I find it tempting to peer into Stewart’s eyes when I am seated next to her. Her smokeshow selfies make me feel a lot younger. I would like to find out her secrets so that I can also freeze in time. Instead, I choose to be the change that I want to see. After all, trying to appear younger than you actually are isn’t emotionally healthy. I also refuse to indulge in superficialities. I instead turn to the question of substance. This is how she has managed to stay healthy well into her 80s.
Stewart says this is the biggest challenge in aging. However, her advice is simple. This action plan is also not limited to billionaires. “young blood” transfusions.

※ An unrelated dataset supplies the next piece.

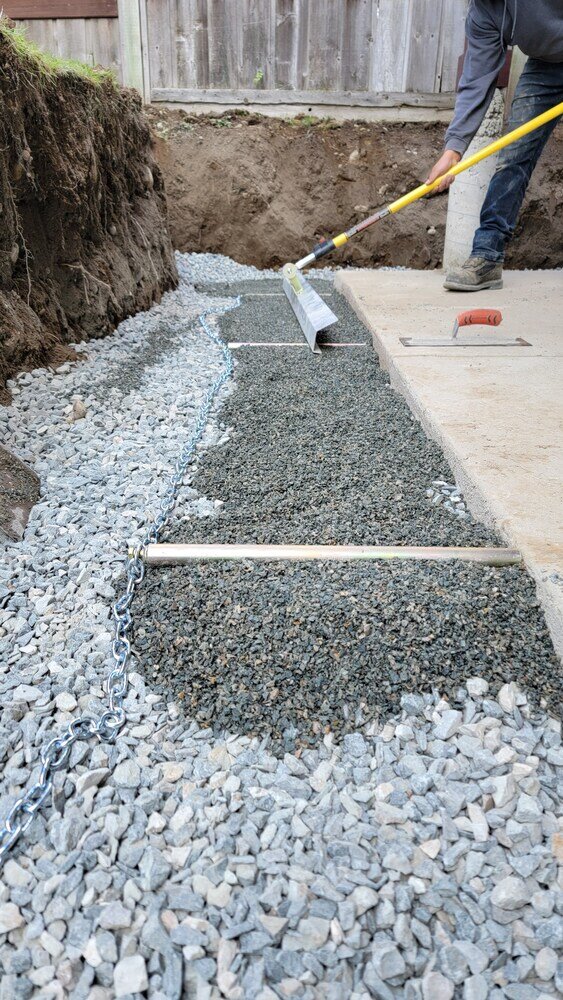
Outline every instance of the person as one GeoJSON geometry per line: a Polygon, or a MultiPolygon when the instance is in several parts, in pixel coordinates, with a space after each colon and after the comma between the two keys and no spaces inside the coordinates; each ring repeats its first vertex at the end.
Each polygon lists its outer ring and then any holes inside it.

Instead, Stewart says: All you have to do is listen to your body. “If you find a problem, take care of it.” She says it bluntly: “People who ignore problems die.” Stewart tells me, for instance, that she injured her Achilles heel two-years ago and had to rest for a while in order to heal. This, as you can imagine, was a strange prescription for a perpetually busy bee. Stewart said that although it was harrowing, if you follow their instructions, you will be able to get better.
Instead, Stewart says: All you have to do is listen to your body. “If you find a problem, take care of it.” She says it bluntly: “People who ignore problems die.”
Stewart believes in using all tools available for healthcare. “I don’t currently take any medicine but I believe in medicine science and medicine.” (No medicine at 81? I’m listening …) Stewart has been a spokesperson of the Pfizer vaccine. As a fellow science-enthusiast–and absolute neurotic when it comes to my health–I’m relieved to hear these easy-to-follow recommendations.
Stewart believes that regular exercise, when it is a part of your daily life, can significantly increase your lifespan. She says, “Drive your tractor. You know?” Stewart also practices what she preaches. Stewart tends to her own gardens and plows her snow herself. She is also involved in the maintenance of her 156-acre property. All this is in addition to her hectic work life that includes managing The Bedford restaurant, appearing three times on Roku TV, hosting a podcast and a host of other ventures. Stewart says, “And I just traveled to Madagascar with my family.” “We hiked miles and miles.”
Stewart and I get distracted for a while by the talk about Madagascar’s lemurs, but I eventually return the conversation to the main topic. I ask her if she ever feels the effects of ageism on her like it did me. She doesn’t hesitate to answer in the negative. Stewart replies, “I have ignored the age thing all my life.” “I don’t think about how old i am. It’s not about that. It’s all about you.
Stewart states, “I have ignored the age thing all my life.” “I don’t think about how old i am. It’s not about that. It’s all about you.
This feels like the key to healthy aging. Internalized ageism can, in my opinion, really hinder your progress. Stewart is quick to assure me that my thoughts are limiting me and that I have been feeling too old to realize my goals.
Stewart says, “I didn’t write my first book until my 40s and I started my company at 50.” “I am a late bloomer and you too can be one.” It’s a great thing to be.
After I’ve wiped away my tears and begged Stewart to adopt me, (kidding, sort of), Stewart asks if she has any last words on aging. Before her PR team cuts me off. I was expecting something profound and philosophical. Instead, I get something so charmingly “Martha”, that it feels like the perfect ending to our conversation. She says, “Don’t wear anything which makes you look stupid.” This is what Martha stans would say.